Taylor Swift donated $100,000 early Friday morning to the family of Lisa Lopez-Galvan, who was slain in a mass shooting at the Kansas City Chiefs' championship celebration.
The "Elizabeth Lopez-Galvan Memorial" page was created Thursday afternoon to raise $75,000 for the 44-year-old gunshot victim's family. In the early hours of Friday morning, Swift donated $50,000 and then again eight minutes later, pushing the sum above the threshold. Around 1,300 individuals had donated.
Please accept my sincerest sympathy for your loss. Swift wrote, "Love, Taylor Swift."
After traveling halfway around the world to resume her tour after the Super Bowl, Swift is playing the first night of a three-night engagement in Melbourne, Australia. Around Australian showtime, contributions were made.
Swift's spokesperson told Variety that her page donations were real.
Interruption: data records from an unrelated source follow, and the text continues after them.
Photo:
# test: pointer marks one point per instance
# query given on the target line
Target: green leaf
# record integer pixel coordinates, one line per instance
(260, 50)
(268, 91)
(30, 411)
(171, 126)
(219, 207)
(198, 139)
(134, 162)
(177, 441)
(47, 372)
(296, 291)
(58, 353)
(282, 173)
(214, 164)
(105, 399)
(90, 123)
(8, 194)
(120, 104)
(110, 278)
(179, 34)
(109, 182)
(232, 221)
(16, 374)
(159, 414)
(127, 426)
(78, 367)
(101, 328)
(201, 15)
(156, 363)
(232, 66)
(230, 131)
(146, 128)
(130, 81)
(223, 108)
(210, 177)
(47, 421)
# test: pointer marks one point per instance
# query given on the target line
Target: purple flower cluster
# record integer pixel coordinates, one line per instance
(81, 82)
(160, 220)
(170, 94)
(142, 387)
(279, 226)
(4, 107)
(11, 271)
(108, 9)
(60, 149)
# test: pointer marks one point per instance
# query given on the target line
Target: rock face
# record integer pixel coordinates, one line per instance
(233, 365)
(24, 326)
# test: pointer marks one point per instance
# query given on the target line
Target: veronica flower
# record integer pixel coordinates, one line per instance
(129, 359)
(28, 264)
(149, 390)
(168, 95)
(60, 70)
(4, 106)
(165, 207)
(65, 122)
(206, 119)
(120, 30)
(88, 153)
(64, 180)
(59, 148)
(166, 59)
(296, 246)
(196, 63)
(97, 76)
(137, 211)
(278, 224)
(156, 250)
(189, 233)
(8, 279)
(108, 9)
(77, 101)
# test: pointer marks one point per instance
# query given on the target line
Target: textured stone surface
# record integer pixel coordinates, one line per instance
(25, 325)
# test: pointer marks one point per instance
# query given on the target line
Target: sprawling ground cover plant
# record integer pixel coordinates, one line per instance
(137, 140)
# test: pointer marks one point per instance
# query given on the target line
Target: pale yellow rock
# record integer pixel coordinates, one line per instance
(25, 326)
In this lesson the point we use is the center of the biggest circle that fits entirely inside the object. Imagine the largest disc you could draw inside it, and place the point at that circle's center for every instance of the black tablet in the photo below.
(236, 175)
"This fund has been set up to benefit the family of Lisa Lopez-Galvan," states the GoFundMe website. Lisa was slain while enjoying the Chiefs' Super Bowl victory parade. Her 22-year-old husband and two children outlive her. She was a wonderful mother, wife, daughter, sister, aunt, cousin, and friend. Please keep her family in your prayers as we sorrow her death. Her family will need financial support from this charity during this unfathomable catastrophe. Any sum is welcomed."
Lopez-Galvan died Wednesday when a bullet hit her abdomen during turmoil. Later accounts stated that she died at the site, not after surgery.
Lopez-Galvan co-hosted "Taste of Tejano," a Latin music program on community radio station KKFI, in addition to DJing weddings, the Kansas City Star reported.
Lopez-Galvan was the only death in the violence that followed a gathering celebrating the Chiefs' Bowl win. Police arrested two kids in the horrific shootings Thursday.
Lopez-Galvan's 20-year-old son, Marc, was one of the gunshot victims and was released from the hospital. Two distant relatives also suffered injuries. The victim's adolescent daughter Adriana was present but not struck.
Swift flew to the U.S. between weekend stays in Tokyo and Melbourne to cheer on beau Travis Kelce at the Super Bowl.
GoFundMe upped its maximum donation restriction from $15,000 to $50,000 in 2015 after Swift had to make repeated donations to accomplish her goal. Swift reportedly sought to gift $50,000 to Naomi Oakes, an 11-year-old leukemia patient who used "Bad Blood" as her battle song. Swift had to pay the maximum on GoFundMe in four installments, changing the site's guidelines. Swift donated $100k in installments due to the limit.